The entertainment district and the arena are huge endeavors. The city has had to issue bonds, file condemnation suits and reach agreements with heavy corporate hitters such as the Anschutz Entertainment Group (the city's arena partner) and H&R Block (which is moving its headquarters to the heart of the entertainment district). In addition to the $2.09 million it has billed the TIF Commission over the past four and a half years, Bryan Cave has charged the city $1.98 million for work on the arena and the entertainment district.

Glorioso says the city has gotten what it's paid for. "Obviously, they didn't do it single-handedly, but what they've helped us produce is a brand-new day -- when done, a new downtown."

But judging by what's happened in other cities, Kansas City is paying a premium for Bryan Cave's help. The Unified Government of Wyandotte County paid the lawyers at Stinson Morrison Hecker, who assisted with the completion of the Kansas Speedway, a maximum rate of $230 an hour.

Oklahoma City opened a new downtown arena in 2002. The money for the arena came from a sales tax, which also built a new library, a river walk and a minor-league ballpark. As in Kansas City, Oklahoma City needed to acquire land for the projects; it also had to come to terms with a private company that would lease and operate the arena. But the process involved "minimal litigation," says Mark Carleton, the assistant director of the development program. For land acquisition, Oklahoma City used the property division in its own Public Works Department. "Most of that -- probably 95 percent of that -- did not involve attorneys," Carleton tells the Pitch.
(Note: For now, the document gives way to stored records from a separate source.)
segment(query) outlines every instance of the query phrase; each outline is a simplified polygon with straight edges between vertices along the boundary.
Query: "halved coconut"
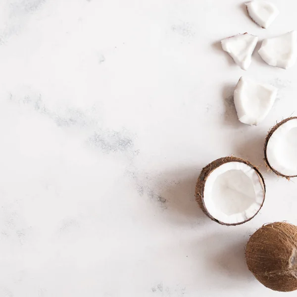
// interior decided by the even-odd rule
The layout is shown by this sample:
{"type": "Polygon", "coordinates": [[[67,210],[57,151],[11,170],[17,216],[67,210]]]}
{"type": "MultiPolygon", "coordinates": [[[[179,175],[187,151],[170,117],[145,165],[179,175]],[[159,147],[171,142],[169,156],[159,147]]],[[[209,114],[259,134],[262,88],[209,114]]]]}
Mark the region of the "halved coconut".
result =
{"type": "Polygon", "coordinates": [[[297,59],[296,31],[264,39],[258,52],[268,65],[285,69],[292,67],[297,59]]]}
{"type": "Polygon", "coordinates": [[[268,132],[264,153],[266,164],[276,174],[297,177],[297,117],[284,120],[268,132]]]}
{"type": "Polygon", "coordinates": [[[268,28],[279,15],[277,7],[266,0],[255,0],[246,3],[250,18],[260,27],[268,28]]]}
{"type": "Polygon", "coordinates": [[[247,70],[251,63],[251,55],[258,37],[245,33],[225,38],[221,41],[222,48],[242,69],[247,70]]]}
{"type": "Polygon", "coordinates": [[[235,157],[218,159],[205,167],[196,185],[196,200],[210,219],[227,225],[243,224],[262,207],[266,189],[256,167],[235,157]]]}

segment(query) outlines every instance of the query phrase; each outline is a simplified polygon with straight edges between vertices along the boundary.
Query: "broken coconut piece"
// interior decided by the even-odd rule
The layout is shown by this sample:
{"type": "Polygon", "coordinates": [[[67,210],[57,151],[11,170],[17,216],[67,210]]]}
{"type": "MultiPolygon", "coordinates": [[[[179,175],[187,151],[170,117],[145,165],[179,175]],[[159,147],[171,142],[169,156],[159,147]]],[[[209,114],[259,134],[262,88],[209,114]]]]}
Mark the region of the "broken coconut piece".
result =
{"type": "Polygon", "coordinates": [[[244,124],[257,126],[271,109],[277,89],[242,77],[234,90],[234,104],[238,119],[244,124]]]}
{"type": "Polygon", "coordinates": [[[264,153],[275,173],[287,178],[297,176],[297,117],[284,120],[269,132],[264,153]]]}
{"type": "Polygon", "coordinates": [[[196,200],[212,220],[236,225],[251,219],[265,199],[264,179],[256,167],[235,157],[221,158],[201,172],[196,200]]]}
{"type": "Polygon", "coordinates": [[[269,1],[255,0],[246,3],[250,18],[262,28],[267,28],[279,14],[277,7],[269,1]]]}
{"type": "Polygon", "coordinates": [[[280,36],[264,39],[258,52],[268,65],[288,69],[297,58],[297,36],[293,31],[280,36]]]}
{"type": "Polygon", "coordinates": [[[248,33],[238,34],[221,41],[222,48],[227,51],[240,67],[246,70],[251,62],[251,55],[258,37],[248,33]]]}

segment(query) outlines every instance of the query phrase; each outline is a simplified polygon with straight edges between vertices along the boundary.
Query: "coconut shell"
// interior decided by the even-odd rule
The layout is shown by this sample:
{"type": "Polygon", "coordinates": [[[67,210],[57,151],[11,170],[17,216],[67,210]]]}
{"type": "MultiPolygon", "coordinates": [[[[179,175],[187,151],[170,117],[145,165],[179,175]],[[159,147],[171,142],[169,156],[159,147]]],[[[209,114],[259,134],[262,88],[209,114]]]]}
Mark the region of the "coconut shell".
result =
{"type": "Polygon", "coordinates": [[[198,202],[200,208],[202,209],[202,211],[211,220],[220,224],[221,225],[225,225],[227,226],[236,226],[237,225],[241,225],[242,224],[244,224],[250,220],[251,220],[259,212],[259,210],[261,209],[262,206],[263,206],[263,203],[261,205],[261,207],[259,209],[259,210],[251,218],[248,218],[248,219],[240,222],[237,223],[236,224],[226,224],[225,223],[223,223],[222,222],[220,222],[220,221],[217,220],[215,218],[214,218],[207,211],[204,202],[204,198],[203,198],[203,193],[204,193],[204,188],[205,186],[205,184],[207,179],[207,177],[215,169],[220,167],[222,165],[226,163],[229,163],[230,162],[240,162],[241,163],[244,163],[247,165],[248,165],[253,169],[254,169],[259,178],[261,179],[261,181],[263,183],[263,185],[264,186],[264,196],[265,199],[265,194],[266,193],[266,187],[265,185],[265,182],[264,181],[264,178],[262,176],[262,174],[259,171],[258,168],[254,166],[253,166],[252,164],[251,164],[248,161],[246,161],[245,160],[243,160],[242,159],[240,159],[240,158],[237,158],[236,157],[229,156],[229,157],[225,157],[224,158],[221,158],[220,159],[218,159],[217,160],[215,160],[213,161],[211,163],[208,164],[207,166],[206,166],[202,171],[198,178],[198,180],[197,181],[197,183],[196,184],[196,201],[198,202]]]}
{"type": "Polygon", "coordinates": [[[248,243],[248,267],[255,277],[271,290],[297,290],[297,226],[277,222],[264,225],[248,243]]]}
{"type": "Polygon", "coordinates": [[[271,137],[271,136],[275,132],[275,131],[278,128],[279,128],[281,126],[282,126],[282,125],[283,125],[285,123],[287,123],[287,122],[288,122],[288,121],[293,120],[294,119],[297,119],[297,117],[295,116],[295,117],[288,118],[287,119],[286,119],[282,121],[280,123],[277,124],[274,127],[272,128],[268,132],[268,134],[267,134],[267,135],[266,137],[266,139],[265,141],[265,145],[264,146],[264,160],[266,164],[266,166],[268,168],[268,169],[269,170],[273,171],[273,172],[274,172],[276,174],[277,174],[277,175],[282,176],[283,177],[285,177],[287,179],[290,179],[290,178],[291,177],[297,177],[297,175],[290,175],[290,176],[285,175],[284,174],[283,174],[281,173],[280,172],[279,172],[277,170],[276,170],[273,167],[272,167],[269,164],[269,162],[267,158],[267,145],[268,144],[268,141],[269,141],[270,137],[271,137]]]}
{"type": "Polygon", "coordinates": [[[265,28],[264,27],[262,27],[262,26],[259,25],[259,24],[258,24],[258,23],[257,23],[257,22],[256,22],[256,21],[255,21],[255,20],[253,19],[253,18],[252,18],[252,17],[251,17],[250,14],[249,14],[249,9],[248,9],[248,7],[247,5],[246,6],[247,7],[247,11],[248,12],[248,16],[249,16],[249,17],[250,18],[250,19],[255,23],[258,26],[259,26],[259,27],[260,27],[261,28],[262,28],[262,29],[265,29],[265,28]]]}

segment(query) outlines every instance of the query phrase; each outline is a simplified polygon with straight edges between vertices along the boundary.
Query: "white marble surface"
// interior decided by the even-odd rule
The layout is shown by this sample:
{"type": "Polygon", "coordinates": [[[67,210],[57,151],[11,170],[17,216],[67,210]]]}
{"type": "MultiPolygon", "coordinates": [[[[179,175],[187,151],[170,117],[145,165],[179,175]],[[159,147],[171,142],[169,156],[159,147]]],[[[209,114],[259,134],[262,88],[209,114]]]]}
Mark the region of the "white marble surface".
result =
{"type": "Polygon", "coordinates": [[[265,30],[239,0],[0,1],[0,297],[280,296],[244,246],[264,223],[297,224],[297,183],[262,160],[267,130],[297,110],[297,65],[255,52],[245,72],[219,43],[297,29],[297,2],[274,2],[265,30]],[[243,75],[279,88],[257,127],[237,118],[243,75]],[[226,227],[194,191],[231,153],[262,166],[267,192],[226,227]]]}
Any legal issues that arose were handled by the city's staff attorneys, he says.

Subodh Chandra, a former law director for the city of Cleveland, proved that controlling a large Midwestern city's outside legal costs was largely a matter of will. Chandra took over a department that in one year had spent $7.4 million on outside counsel -- more than the city of Los Angeles. But as a result of Chandra's efforts, in 2004 the city cut its outside counsel bill to a mere $850,000.